Facebook encourages users to vote for the social networking sites issues regarding voting rights and privacy. (Image: las10f (CC) via Flickr)
Secondly, the network is also proposing changes on policies regarding the sharing of data; changes that would allow a larger portion of data to be shared. This would eventually result in the selling of more information to advertisers, more accurate personalization for users, and better linking of profiles with affiliates such as Instagram.
Opposition from Privacy Groups
These proposed changes did not fare well with some privacy groups, however. In particular, the Center for Digital Democracy (CDD) and the Electronic Privacy Information Center (EPIC) sent a joint letter to Facebook, urging them to consider these changes again.
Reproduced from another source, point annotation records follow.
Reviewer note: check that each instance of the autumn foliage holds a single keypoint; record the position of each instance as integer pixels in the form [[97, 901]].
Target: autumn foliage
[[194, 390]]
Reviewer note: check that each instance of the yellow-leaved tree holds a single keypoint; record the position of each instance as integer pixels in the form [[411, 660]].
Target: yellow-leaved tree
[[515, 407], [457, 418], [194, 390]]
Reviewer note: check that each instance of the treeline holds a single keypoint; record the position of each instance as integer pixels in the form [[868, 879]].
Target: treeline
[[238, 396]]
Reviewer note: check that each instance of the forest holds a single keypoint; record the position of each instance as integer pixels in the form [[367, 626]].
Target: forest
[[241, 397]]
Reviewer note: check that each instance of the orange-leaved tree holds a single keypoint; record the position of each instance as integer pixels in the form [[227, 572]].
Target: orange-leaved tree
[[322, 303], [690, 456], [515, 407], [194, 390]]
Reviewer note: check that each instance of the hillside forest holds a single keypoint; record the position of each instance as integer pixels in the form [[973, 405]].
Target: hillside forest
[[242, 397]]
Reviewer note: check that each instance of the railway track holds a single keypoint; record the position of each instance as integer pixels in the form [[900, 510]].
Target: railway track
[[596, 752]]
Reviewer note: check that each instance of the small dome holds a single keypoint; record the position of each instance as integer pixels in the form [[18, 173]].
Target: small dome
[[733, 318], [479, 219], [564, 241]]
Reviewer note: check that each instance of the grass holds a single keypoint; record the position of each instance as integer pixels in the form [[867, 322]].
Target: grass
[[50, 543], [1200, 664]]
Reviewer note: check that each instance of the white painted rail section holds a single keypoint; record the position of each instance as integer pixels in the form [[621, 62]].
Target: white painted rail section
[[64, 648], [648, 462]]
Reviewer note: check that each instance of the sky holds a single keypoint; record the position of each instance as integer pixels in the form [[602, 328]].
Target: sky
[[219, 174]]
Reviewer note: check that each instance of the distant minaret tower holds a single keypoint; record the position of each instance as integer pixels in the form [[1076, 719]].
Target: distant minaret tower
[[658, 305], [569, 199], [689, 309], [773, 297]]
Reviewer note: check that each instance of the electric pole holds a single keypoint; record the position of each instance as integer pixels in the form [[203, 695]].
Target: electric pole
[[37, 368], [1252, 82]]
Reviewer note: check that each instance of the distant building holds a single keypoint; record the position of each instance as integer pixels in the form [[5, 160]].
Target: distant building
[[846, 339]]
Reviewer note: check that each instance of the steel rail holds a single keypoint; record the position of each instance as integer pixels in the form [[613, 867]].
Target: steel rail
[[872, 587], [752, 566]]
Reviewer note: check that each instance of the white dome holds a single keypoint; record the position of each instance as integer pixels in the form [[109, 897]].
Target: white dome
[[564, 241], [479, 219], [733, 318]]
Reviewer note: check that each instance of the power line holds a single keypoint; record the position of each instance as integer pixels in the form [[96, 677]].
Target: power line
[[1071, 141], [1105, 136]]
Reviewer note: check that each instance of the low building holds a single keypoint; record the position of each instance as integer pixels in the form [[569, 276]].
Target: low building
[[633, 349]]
Likewise, the Data Protection Commissioner fromIreland– where the European headquarters of Facebook is based – is also asking for some clarifications about the proposal.
In response, Facebook’s VP of communications, Elliot Schrage, posted on a blog that they are making some further clarifications, due to the feedback on their proposals. It was also reported that even with the updated proposals; the shutting down of Facebook’s voting system would still push through. Meanwhile, with regard to the sharing of date with affiliates, it was stated that the proposed changes are based on industry standards and in compliance with existing laws.
The Voting Process
Over the week until December 10, more than 30% of Facebook’s users should cast their votes on the matter. If less than that comes up, the votes will be considered as “advisory.” In addition, a webcast will be held on Tuesday, at 9:30am Pacific Time, to explain about the changes.